The pair had been encouraged by the example of their bishop, another High Churchman. But when he was succeeded by a new bishop, born a Presbyterian and determined to stamp out High Church ritual there was trouble. The new bishop nominated a militant Low Churchmean, Hugh Allen, the vicar of a nieghbouring parish, to give afternoon lectures at St George’s. Soon there was organised disruption whenever King or Lowder tried to hold a service: pelting the altar with rubbish, catcalls and jeers, men still wearing thier hats and smoking their pipes, trombones being blown and, on one occasion, dogs drugged to make them howl were brought into the church. Press reports encouraged hooligans to come from all over London to join the fun, while local magistrates - egged on by Low Church members of the Vestry - turned a blind eye. Eventually the rector’s health gave way and a locum took over.

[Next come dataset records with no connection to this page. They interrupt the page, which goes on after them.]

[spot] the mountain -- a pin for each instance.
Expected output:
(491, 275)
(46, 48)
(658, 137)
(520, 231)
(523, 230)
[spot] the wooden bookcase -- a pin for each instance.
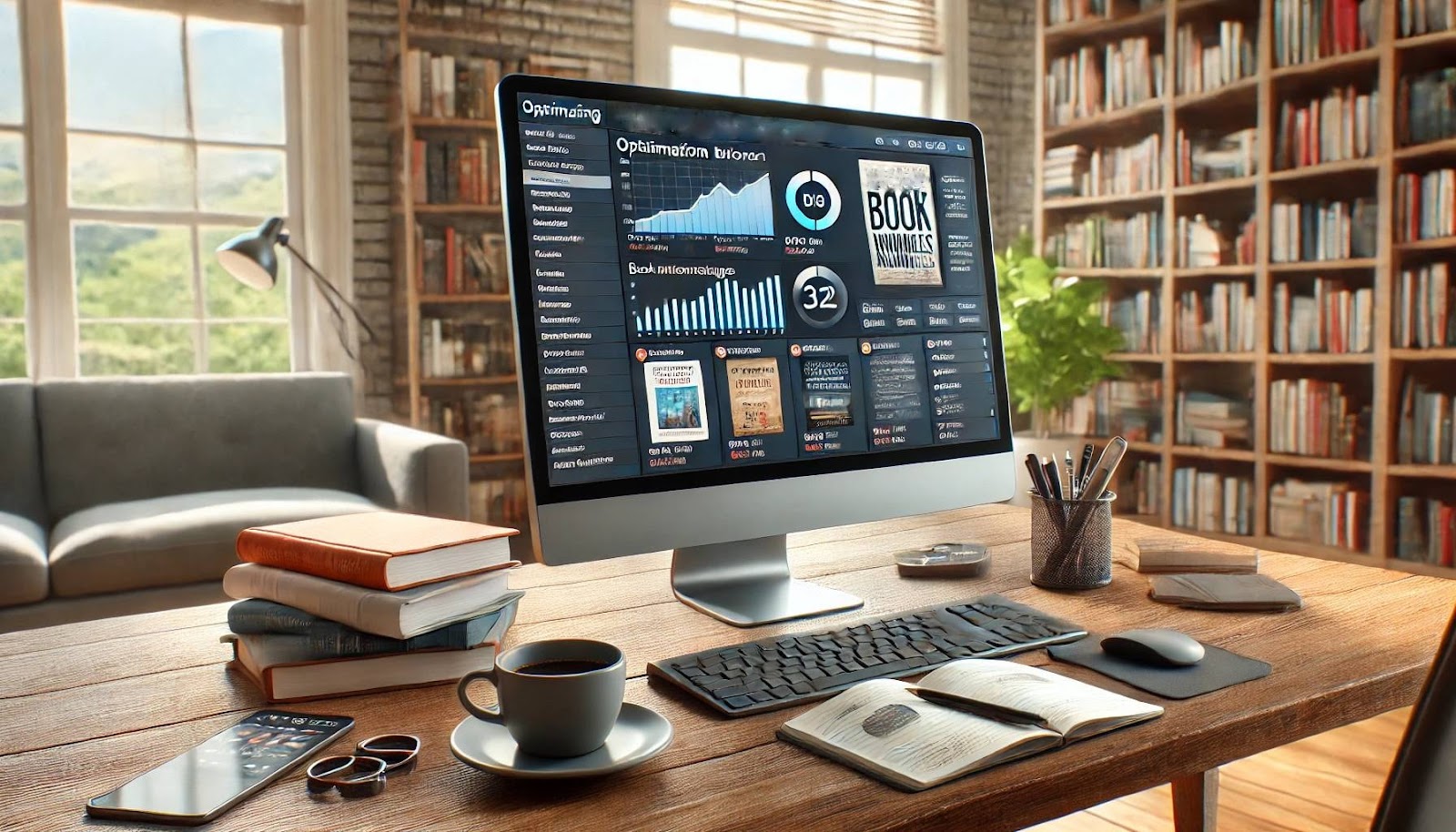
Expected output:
(1254, 102)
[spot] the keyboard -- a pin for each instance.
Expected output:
(786, 671)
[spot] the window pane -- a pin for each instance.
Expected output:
(12, 167)
(113, 172)
(133, 271)
(136, 349)
(237, 80)
(12, 109)
(240, 181)
(905, 96)
(12, 269)
(223, 296)
(846, 87)
(124, 70)
(775, 79)
(248, 349)
(703, 70)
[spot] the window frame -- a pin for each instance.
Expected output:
(51, 317)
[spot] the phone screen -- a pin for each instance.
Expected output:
(207, 778)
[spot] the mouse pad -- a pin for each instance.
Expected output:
(1219, 669)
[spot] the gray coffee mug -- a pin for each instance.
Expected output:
(558, 696)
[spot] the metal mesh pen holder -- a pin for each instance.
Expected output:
(1072, 543)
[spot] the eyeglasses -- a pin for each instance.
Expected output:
(363, 773)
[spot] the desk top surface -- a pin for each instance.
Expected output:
(85, 707)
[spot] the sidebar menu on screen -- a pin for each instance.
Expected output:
(577, 303)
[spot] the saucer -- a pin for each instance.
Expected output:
(640, 735)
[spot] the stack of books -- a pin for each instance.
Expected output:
(1210, 502)
(1212, 157)
(1426, 206)
(1343, 124)
(1136, 318)
(1213, 58)
(1312, 29)
(1424, 531)
(1424, 433)
(368, 602)
(1330, 513)
(458, 261)
(1107, 242)
(1216, 320)
(1210, 420)
(1332, 320)
(1314, 417)
(1322, 229)
(1426, 108)
(1423, 308)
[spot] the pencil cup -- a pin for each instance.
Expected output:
(1072, 543)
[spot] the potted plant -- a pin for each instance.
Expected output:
(1053, 334)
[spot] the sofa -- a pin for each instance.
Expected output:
(126, 494)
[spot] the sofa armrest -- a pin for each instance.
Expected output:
(414, 471)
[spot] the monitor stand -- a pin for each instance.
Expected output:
(747, 583)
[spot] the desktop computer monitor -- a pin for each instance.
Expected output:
(743, 318)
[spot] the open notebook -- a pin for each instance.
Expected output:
(895, 730)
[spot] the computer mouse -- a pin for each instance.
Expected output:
(1155, 647)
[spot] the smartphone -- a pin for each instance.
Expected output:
(210, 778)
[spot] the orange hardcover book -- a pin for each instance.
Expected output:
(379, 550)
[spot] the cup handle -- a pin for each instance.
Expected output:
(491, 715)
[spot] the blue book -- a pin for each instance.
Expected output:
(322, 638)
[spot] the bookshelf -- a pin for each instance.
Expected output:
(1375, 378)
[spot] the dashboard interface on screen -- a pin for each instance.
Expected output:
(713, 290)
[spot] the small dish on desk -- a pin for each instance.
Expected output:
(640, 735)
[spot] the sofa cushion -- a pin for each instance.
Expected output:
(106, 441)
(175, 540)
(22, 560)
(21, 452)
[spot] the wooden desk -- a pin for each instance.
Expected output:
(87, 705)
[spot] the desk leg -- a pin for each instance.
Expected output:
(1196, 802)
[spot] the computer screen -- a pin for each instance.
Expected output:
(720, 290)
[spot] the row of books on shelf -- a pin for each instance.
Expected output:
(1108, 242)
(459, 349)
(1212, 420)
(1424, 433)
(453, 86)
(1426, 204)
(455, 171)
(1208, 242)
(1426, 107)
(459, 261)
(485, 423)
(1101, 79)
(1426, 16)
(1322, 229)
(1327, 513)
(1136, 318)
(1314, 417)
(1210, 58)
(1426, 531)
(1312, 29)
(1332, 320)
(327, 609)
(1219, 320)
(1072, 171)
(1212, 502)
(1344, 124)
(1212, 157)
(1424, 315)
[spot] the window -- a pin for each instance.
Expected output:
(177, 136)
(805, 51)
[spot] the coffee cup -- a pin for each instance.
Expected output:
(558, 696)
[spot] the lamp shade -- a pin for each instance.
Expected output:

The once respectable area had now become a slum, with narrow dirty streets, brothels, rough taverns and much crime. In the late 1700s, church had gained new east windows, designed by Sir Joshua Reynolds, and the Victorians decorated the apse with Venetian glass mosaics in 1880, but much was swept away by incendiary bombs in May 1941. The exterior of the church gives away little of the changes wrought within during the 1960s repair. A bright, white exterior of Portland stone supports a massive, 160ft tower, with tall rectangular openings and deeply recessed windows at the west end. The crown is an open octagonal lanatern with eight rectangular buttresses topped with Roman altars. Buttressed turrets, topped by copper-roofed cupolas, resemble a cluster of pepper pots, and once contained stairways to the galleries. Projections at the west and east ends mark where the transepts once were, forming a double Greek cross. At the east end, an apse projects from the middle of a flat wall with a large pediment.

St George’s has had a mixed history. Built by an architect some writers have argued was a Satanist*, disrupted by the mob, fallen on hard times in a sinking area, and bombed out by the Luftwaffe … but this unique building lives on, still serving its community.

*see Hawksmoor by Peter Ackroyd and Lud Heat by Iain Sinclair.